KOMPANHIA
Sarau Noites na Taverna
2010 a 2014Em uma taverna charmosa, com clima notívago e banhada por luz baixa e intimista, a poesia rolava solta toda última quarta-feira do mês ao longo de quatro anos. Tudo transcorria em um espaço construído com lascas de madeira crua, mesas e banquetas rústicas, vizinho ao teatro do Centro da Terra. O local, por sinal, fazia parte do cenário da peça O Ilha do Tesouro, da Kompanhia do Centro da Terra.
O título do evento, gratuito e projetado para aproximadamente quarenta espectadores por sessão, guardava relação com a proposta inicial. No caso, uma homenagem ao livro homônimo de Álvares de Azevedo, reunião de contos macabros e histórias de amor, lascivia e morte protagonizados por personagens devassos, apaixonados por homens proibidos, mulheres perdidas, virgens.
Esta atmosfera romântica do século XIX foi revisitada pelo diretor e anfitrião Ricardo Karman, que recebia a plateia, dava o tom da vigília literária e resgatava a importância da palavra falada. Ele evocava aspectos teóricos da poesia, fugindo dos estereótipos e apoiando-se em ensinamentos de Ezra Pound, Décio Pignatari, Mário Faustino, Ferreira Goulart e os irmãos Campos, entre outros. Escorado nesses mestres, buscava se aprofundar na produção artística de grandes escritores e poetas, notadamente os brasileiros. A finalidade da noitada era proporcionar uma experiência singular e descontraída de vivência poética para pessoas que, embora pudessem até não ter familiaridade com o universo da poesia, estivessem dispostas a desvendá-lo e compartilhá-lo.
Como no romance de Azevedo, todos se encontravam ali para beber, conversar e ouvir. Durante noventa minutos, trovadores, aspirantes a e simpatizantes recitavam poesias, letras de músicas, textos curtos de sua própria autoria ou escolhidas de um cardápio poético especialmente elaborado por Frederico Barbosa – para quem não tinha repertório exclusivo ou providenciado algo de casa, muitos volumes ficavam à disposição em cima das mesas. O público interagia e se envolvia totalmente. Era corriqueiro acontecer várias surpresas, com muitos se revelando verdadeiros artistas no instante de declamar poemas inteiros de memória ou simplesmente cantar.
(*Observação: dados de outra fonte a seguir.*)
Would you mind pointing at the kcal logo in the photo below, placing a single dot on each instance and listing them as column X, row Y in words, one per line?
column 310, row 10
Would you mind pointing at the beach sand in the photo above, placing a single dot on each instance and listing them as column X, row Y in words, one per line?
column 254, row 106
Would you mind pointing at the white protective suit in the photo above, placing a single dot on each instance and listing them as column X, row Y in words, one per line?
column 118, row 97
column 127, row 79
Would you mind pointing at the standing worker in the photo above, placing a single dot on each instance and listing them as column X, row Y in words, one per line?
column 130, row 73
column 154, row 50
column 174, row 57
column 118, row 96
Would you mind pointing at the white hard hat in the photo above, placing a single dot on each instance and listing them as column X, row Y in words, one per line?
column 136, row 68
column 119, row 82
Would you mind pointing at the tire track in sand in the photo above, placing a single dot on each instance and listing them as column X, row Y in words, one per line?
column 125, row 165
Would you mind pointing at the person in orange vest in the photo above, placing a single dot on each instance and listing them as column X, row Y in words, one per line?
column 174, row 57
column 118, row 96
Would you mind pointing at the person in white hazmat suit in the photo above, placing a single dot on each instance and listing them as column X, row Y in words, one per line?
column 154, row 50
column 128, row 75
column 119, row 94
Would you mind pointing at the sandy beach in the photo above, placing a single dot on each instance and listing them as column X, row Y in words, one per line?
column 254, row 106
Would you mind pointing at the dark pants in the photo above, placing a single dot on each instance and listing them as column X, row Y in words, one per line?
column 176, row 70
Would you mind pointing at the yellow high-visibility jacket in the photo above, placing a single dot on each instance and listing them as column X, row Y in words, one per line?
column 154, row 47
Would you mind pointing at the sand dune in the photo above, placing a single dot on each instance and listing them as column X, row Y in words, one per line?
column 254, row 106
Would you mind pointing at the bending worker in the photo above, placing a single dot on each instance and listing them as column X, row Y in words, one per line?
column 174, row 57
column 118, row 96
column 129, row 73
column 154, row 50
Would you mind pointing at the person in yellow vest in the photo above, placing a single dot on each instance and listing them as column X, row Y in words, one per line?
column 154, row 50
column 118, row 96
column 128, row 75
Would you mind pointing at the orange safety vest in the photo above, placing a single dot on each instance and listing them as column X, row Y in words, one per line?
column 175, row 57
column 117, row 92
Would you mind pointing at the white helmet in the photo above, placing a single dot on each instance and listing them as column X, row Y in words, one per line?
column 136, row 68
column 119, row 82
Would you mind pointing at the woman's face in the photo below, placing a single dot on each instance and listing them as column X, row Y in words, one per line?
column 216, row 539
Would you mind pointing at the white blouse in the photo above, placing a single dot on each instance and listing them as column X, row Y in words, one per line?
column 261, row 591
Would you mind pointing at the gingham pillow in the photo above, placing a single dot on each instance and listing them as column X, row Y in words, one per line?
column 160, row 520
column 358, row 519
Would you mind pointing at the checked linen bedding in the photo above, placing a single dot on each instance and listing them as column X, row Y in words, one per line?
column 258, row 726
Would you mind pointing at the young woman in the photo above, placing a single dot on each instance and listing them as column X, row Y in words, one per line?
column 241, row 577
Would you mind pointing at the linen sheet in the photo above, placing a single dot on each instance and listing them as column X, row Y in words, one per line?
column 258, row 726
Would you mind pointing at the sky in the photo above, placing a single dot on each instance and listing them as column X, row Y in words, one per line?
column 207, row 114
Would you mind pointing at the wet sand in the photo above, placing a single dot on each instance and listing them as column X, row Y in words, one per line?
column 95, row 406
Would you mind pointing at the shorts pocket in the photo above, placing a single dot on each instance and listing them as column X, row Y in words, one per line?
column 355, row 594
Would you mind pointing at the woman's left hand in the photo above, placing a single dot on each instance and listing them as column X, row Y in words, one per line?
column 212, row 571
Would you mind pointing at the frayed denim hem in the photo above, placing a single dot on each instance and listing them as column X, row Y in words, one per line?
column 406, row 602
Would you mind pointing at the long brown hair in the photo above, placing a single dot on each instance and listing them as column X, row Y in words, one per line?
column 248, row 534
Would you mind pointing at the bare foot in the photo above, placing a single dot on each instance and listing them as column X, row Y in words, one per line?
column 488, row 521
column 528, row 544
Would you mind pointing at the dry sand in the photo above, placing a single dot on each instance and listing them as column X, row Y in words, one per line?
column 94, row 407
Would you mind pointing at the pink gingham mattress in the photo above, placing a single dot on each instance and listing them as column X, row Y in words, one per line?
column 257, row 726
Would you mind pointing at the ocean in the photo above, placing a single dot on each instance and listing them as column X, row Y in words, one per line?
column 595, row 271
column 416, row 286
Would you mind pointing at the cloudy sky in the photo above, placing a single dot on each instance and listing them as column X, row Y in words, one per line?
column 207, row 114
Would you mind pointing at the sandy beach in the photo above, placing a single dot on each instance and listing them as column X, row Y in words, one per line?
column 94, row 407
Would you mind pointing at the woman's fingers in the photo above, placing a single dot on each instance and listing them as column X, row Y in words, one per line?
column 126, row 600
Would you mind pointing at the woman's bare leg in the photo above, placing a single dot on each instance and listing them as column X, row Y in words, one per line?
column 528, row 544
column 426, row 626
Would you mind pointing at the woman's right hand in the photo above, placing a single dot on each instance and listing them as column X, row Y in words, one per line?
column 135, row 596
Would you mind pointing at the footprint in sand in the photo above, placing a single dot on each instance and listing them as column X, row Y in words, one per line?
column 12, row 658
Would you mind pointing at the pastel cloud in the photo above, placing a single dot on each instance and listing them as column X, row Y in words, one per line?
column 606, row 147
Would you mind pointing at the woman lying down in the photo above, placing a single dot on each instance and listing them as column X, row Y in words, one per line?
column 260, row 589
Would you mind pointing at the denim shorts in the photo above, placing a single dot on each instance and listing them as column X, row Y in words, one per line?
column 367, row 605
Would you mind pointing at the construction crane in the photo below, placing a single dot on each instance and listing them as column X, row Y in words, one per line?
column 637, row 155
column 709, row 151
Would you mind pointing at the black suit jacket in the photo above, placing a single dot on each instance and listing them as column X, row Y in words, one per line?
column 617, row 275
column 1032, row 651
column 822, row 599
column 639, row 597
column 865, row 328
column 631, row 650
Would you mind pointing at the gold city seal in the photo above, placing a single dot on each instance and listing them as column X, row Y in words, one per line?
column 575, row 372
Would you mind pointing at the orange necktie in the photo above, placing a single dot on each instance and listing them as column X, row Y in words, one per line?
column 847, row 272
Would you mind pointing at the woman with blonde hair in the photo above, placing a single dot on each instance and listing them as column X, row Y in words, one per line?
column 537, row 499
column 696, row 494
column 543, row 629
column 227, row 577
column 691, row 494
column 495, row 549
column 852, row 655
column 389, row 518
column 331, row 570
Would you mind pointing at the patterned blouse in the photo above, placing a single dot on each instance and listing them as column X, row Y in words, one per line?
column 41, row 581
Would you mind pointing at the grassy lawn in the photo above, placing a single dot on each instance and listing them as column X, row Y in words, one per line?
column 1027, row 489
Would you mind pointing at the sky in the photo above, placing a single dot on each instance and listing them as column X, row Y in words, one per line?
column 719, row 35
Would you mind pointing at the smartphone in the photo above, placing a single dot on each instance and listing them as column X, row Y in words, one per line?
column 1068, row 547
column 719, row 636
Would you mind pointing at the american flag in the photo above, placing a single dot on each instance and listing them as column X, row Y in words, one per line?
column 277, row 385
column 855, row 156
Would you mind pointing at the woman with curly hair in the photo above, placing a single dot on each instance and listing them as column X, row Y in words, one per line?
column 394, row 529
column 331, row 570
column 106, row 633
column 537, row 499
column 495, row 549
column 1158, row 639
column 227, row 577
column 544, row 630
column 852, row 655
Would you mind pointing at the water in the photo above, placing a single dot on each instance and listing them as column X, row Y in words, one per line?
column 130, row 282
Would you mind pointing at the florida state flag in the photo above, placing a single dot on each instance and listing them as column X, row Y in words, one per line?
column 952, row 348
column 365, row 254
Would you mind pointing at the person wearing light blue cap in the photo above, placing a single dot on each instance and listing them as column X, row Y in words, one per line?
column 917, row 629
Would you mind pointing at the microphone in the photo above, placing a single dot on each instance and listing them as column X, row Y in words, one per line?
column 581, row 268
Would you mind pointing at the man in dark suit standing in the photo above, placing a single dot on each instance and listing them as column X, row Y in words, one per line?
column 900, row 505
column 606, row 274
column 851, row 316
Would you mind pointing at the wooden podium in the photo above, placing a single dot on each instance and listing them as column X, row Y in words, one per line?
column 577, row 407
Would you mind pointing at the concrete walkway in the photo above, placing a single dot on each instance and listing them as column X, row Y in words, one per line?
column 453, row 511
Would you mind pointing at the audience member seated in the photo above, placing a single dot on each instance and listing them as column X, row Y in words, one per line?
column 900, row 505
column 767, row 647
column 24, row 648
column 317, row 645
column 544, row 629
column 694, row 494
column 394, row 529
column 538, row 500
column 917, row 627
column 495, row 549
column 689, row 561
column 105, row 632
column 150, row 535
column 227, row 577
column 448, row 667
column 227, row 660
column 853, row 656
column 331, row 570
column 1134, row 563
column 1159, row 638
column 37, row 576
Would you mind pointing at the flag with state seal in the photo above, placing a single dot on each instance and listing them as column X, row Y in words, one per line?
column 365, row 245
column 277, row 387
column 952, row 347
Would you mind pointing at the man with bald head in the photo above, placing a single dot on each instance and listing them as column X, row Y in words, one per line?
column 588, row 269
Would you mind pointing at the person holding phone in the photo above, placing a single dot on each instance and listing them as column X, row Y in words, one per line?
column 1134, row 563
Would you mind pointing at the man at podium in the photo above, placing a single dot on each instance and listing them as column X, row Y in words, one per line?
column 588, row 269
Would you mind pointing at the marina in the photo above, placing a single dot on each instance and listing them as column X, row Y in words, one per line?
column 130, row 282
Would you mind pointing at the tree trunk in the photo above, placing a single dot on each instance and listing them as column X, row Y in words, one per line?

Em cada encontro se lia uma página de Galáxias, a obra experimental escrita por Haroldo de Campos, um dos maiores nomes da Poesia Concreta brasileira. O sarau escorria embalado por música ao vivo (baixo, guitarra e percussão), sob o comando de Sergio Basbaum, músico e doutor em Comunicação e Semiótica, que também derramava poemas e tecia comentários eruditos inesperados. Não tinha lista prévia nem ordem de inscritos. A cada momento, quem sentisse o impulso de recitar ou articular uma divagação literário-filosófica, bastava puxar um cordão sobre sua mesa que um sino tocava anunciando o próximo participante.
No epílogo, anunciado por um despertador previamente programado para indicar o horário de encerramento, um voluntário apresentava um improvisado poema mesclado de trechos de tudo o que havia rolado naquela noite – uma “sarata”, espécie de ata. Apaixonado por poesia, e poeta amador com poemas já publicados, Karman definia o sarau como “noites poéticas e autóctones, autenticamente paulistanas”. Um dos muitos que, surpreendentemente, a cidade de São Paulo costuma abrigar. Noites na Taverna era mais uma dessas janelas de sensibilidade abertas em uma metrópole embrutecida.